A call from one of my friends (literally working up the road at a school) was my waking alarm clock this morning – “We’ve got lots of white mushrooms going on here, a lot of them eliptoid shaped! Come and have a look if you can”. Well, it doesn’t take much to get me interested in a free meal, and I always love it when my friends let me know of any mushroom discoveries going on. Bless them. And as I work for myself, I wasn’t going to upset the boss by being late for work.

So, at just gone 9am, on a lovely misty autumn morn, I’d arrived at his school. Lots of grass around and lots of Shaggy Ink Caps around too (they also appear abundantly in summer). After a weekend of constant drizzle it had obviously encouraged these beauties to sprout forth. Excellent.

Shaggy Ink CapThe Shaggy Ink Cap (Coprinus comatus) – (comatus meaning ‘long haired’), is (naturally) a member of the ink cap family. As they get older, the cap opens (though not out flat) and eventually goes through a stage of dissolving and releasing an inky black fluid. It’s very similar cousin – the Common Ink Cap is similar in size and shape but has a smooth surface. It can be poisonous depending if you’ve some alcohol or not! See the Common Ink Cap (Coprinus atramentarius) post – read all the details here.

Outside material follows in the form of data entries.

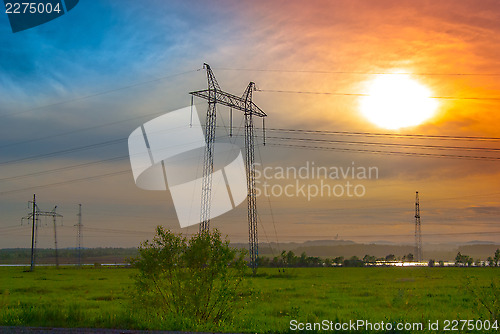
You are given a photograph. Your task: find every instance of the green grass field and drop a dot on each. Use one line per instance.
(99, 297)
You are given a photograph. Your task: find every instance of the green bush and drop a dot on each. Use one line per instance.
(197, 279)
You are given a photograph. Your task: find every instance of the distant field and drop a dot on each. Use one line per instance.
(98, 297)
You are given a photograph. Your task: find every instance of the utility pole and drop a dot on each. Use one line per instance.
(215, 95)
(79, 235)
(54, 217)
(418, 230)
(34, 216)
(33, 234)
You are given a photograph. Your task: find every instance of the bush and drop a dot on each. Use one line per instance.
(197, 279)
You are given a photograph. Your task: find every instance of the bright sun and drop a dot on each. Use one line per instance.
(396, 101)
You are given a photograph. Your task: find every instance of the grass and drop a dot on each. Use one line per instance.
(99, 297)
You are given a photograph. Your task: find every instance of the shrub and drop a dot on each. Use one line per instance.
(198, 278)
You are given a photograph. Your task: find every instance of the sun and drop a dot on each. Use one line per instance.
(397, 101)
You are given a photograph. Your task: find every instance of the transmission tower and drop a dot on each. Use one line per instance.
(418, 230)
(79, 235)
(215, 95)
(54, 215)
(34, 216)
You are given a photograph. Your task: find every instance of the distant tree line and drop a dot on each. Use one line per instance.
(290, 260)
(23, 255)
(462, 260)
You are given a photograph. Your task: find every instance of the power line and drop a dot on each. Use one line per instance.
(95, 177)
(359, 94)
(70, 150)
(389, 135)
(98, 93)
(416, 154)
(363, 143)
(48, 171)
(356, 72)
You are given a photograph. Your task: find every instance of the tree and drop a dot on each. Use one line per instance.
(354, 261)
(338, 260)
(198, 278)
(368, 259)
(291, 259)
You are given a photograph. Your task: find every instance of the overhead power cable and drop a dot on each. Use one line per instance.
(355, 72)
(415, 154)
(360, 94)
(98, 93)
(367, 143)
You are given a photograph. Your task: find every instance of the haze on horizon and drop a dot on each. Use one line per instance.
(94, 75)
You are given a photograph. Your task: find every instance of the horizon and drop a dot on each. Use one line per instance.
(75, 88)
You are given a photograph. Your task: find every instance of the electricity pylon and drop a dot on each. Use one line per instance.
(79, 235)
(215, 95)
(34, 216)
(418, 230)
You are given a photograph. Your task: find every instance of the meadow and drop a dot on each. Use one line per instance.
(100, 297)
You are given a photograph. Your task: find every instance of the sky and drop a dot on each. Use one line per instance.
(72, 90)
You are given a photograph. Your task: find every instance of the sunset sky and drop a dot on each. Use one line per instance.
(72, 90)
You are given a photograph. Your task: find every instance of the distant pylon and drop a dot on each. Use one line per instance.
(79, 234)
(34, 216)
(418, 230)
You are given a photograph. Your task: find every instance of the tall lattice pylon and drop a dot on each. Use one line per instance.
(208, 165)
(215, 95)
(418, 230)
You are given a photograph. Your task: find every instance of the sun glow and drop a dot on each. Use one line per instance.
(396, 101)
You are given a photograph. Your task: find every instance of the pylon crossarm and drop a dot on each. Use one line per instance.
(230, 100)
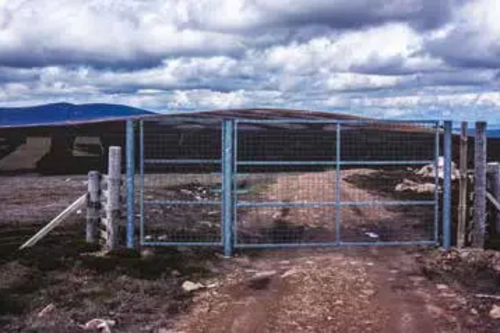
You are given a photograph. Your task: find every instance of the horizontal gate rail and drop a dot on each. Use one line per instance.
(179, 161)
(173, 202)
(423, 162)
(332, 121)
(334, 204)
(331, 244)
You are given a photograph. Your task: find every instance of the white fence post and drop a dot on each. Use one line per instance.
(93, 205)
(113, 198)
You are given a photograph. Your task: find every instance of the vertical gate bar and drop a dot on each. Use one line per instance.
(141, 165)
(447, 185)
(436, 182)
(130, 183)
(337, 187)
(227, 177)
(235, 183)
(462, 206)
(480, 159)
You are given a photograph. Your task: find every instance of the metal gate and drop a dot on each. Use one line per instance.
(294, 182)
(323, 183)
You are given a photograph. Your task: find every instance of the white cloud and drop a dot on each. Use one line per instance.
(374, 57)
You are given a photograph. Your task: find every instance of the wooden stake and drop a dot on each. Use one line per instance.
(494, 175)
(93, 205)
(55, 222)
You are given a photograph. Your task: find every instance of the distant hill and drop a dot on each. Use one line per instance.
(493, 133)
(64, 112)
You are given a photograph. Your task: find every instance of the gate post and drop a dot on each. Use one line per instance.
(130, 142)
(227, 182)
(480, 159)
(447, 184)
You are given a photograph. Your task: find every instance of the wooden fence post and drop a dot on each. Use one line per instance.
(113, 197)
(494, 176)
(93, 205)
(478, 232)
(462, 205)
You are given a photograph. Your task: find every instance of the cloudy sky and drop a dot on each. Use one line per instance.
(384, 58)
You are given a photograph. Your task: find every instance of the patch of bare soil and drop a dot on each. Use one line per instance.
(330, 291)
(472, 277)
(63, 283)
(57, 289)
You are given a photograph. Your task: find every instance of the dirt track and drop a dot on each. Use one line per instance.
(334, 290)
(328, 291)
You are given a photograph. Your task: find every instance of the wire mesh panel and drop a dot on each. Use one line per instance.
(180, 183)
(285, 187)
(389, 189)
(308, 182)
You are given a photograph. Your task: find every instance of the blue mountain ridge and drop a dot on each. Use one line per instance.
(64, 112)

The common name alone gives a clue in identification to this edible and lovely mushroom over it’s sinister (though not deadly) cousin. Its shaggy appearance is caused by the white or pale-brown scales on its long, rugby ball shaped, cap. There is a drastic change in appearance depending on at what stage you find it. Young specimens don’t show much stem at all, in fact it can be hidden, depending on the height of the grass it’s in – and the brilliant white cap is unblemished, though sometimes showing light brown colouring at it’s tip (which persists). But as it grows older, the cap opens up and then shrinks, as it slowly dissolves into inky black oblivion! I know that sounded a bit dramatic but I thought I’d get the point across. A lot of people, on first encounters, see the younger specimen and older specimen as a different mushroom. And I really can’t blame them, they appear so different.

A spore print for identification is not needed I think though. This mushroom speaks out loud for itself, and if you find it later in life, its obviously going to have a ‘black’ feel about it! It has a good salty flavour and is definitely worth a taste, I love it. Try it out, it’s a wonderful mushroom*. Look out for it this October, not only in grassland but on roadsides and disturbed ground even at woodland edges/woodland vegetation…

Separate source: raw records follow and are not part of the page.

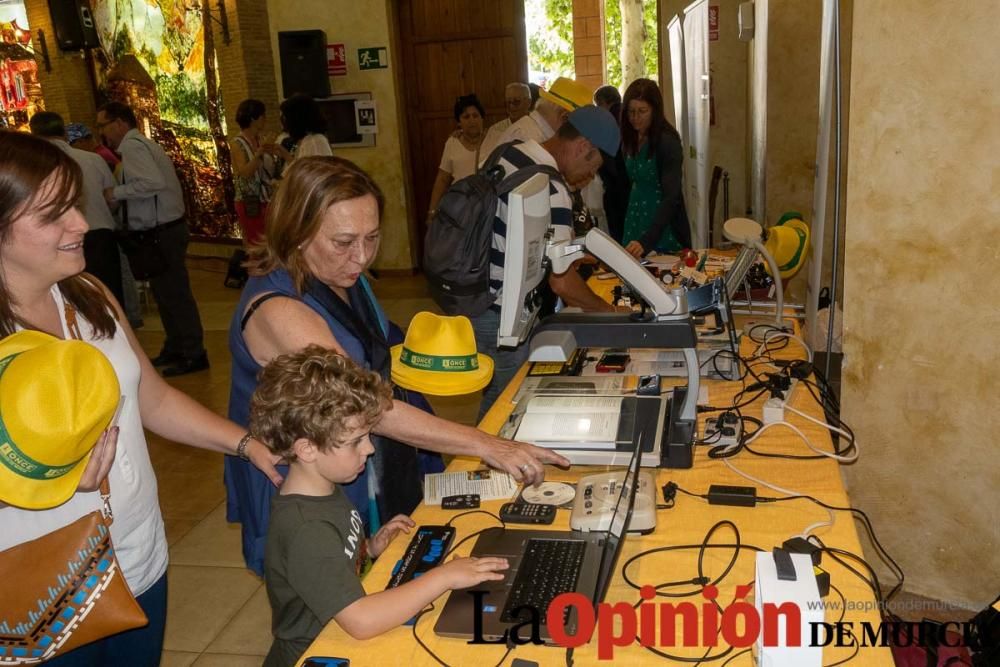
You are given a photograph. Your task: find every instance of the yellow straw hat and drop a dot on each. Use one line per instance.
(439, 357)
(788, 243)
(56, 397)
(568, 94)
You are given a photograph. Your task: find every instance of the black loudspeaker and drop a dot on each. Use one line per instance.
(303, 63)
(74, 24)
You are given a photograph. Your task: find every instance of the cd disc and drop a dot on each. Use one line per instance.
(549, 493)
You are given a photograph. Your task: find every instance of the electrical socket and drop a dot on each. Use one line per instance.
(774, 408)
(730, 431)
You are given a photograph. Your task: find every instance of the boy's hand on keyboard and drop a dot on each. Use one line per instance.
(466, 572)
(380, 540)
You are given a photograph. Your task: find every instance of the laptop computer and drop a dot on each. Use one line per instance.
(543, 564)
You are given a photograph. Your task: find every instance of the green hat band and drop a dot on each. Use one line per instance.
(564, 99)
(432, 362)
(798, 252)
(17, 461)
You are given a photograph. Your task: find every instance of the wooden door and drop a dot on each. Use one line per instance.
(452, 48)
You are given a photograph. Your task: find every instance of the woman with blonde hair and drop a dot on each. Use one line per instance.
(307, 287)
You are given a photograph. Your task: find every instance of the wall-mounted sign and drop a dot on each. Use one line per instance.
(364, 114)
(375, 57)
(336, 60)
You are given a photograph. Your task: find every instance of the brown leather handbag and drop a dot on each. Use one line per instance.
(64, 589)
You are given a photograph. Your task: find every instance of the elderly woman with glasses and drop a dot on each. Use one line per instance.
(307, 287)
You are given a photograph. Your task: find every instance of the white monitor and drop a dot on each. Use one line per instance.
(528, 217)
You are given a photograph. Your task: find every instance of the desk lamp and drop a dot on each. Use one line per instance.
(749, 234)
(789, 242)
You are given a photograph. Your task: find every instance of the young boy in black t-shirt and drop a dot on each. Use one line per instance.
(317, 409)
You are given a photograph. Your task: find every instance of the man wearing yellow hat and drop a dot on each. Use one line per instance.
(552, 110)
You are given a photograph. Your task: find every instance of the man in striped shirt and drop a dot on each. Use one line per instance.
(576, 151)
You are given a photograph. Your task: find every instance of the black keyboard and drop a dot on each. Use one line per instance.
(548, 568)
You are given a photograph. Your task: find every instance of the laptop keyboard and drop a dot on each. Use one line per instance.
(548, 568)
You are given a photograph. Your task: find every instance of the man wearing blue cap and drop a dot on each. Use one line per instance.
(576, 150)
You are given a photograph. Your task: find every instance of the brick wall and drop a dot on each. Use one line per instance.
(588, 42)
(246, 68)
(67, 89)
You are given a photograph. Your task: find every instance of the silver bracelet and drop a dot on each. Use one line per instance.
(241, 448)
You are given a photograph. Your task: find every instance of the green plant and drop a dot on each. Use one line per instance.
(613, 41)
(550, 44)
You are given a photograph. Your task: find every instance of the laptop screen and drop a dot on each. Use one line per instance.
(619, 524)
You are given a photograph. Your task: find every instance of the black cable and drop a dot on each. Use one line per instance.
(474, 534)
(897, 571)
(416, 620)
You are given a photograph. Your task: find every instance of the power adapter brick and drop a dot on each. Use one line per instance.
(737, 496)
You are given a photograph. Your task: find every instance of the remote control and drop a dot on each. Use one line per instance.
(527, 513)
(467, 501)
(425, 551)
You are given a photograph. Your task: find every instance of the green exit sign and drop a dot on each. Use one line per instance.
(375, 57)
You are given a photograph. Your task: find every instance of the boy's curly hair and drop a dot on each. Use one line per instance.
(313, 394)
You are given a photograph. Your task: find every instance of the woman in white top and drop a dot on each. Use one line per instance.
(461, 151)
(41, 285)
(306, 126)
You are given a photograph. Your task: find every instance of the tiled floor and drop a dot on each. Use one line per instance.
(218, 615)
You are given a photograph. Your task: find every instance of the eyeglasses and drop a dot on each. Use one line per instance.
(367, 243)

Young to old - Shaggy Ink Cap

The Shaggy Ink Cap from very young to old (as black ink starts to be produced)

Always try a little sample if you’re trying an edible mushroom for the first time, just to see if it agrees with you. The first time I tried this lovely mushroom I had a mild reaction of little red bumps in my mouth and what felt to be a slight hot flush! There was no unpleasantness involved and wasn’t at all serious. It soon passed. It’s just good to check your body is OK introducing it to the new food. It’s just like eating abroad really!

ID notes - Shaggy Inkcap

The Genus COPRINUS & Related (Inkcaps): Characteristics to look out for:

• Most species gills dissolve into an inky black liquid as the black spores ripen.
• Growing on the ground, wood or dung.
• Many young species have woolly veil. Felty scales are often left on the mature specimen.
• Smaller species have distinct radial markings on the cap.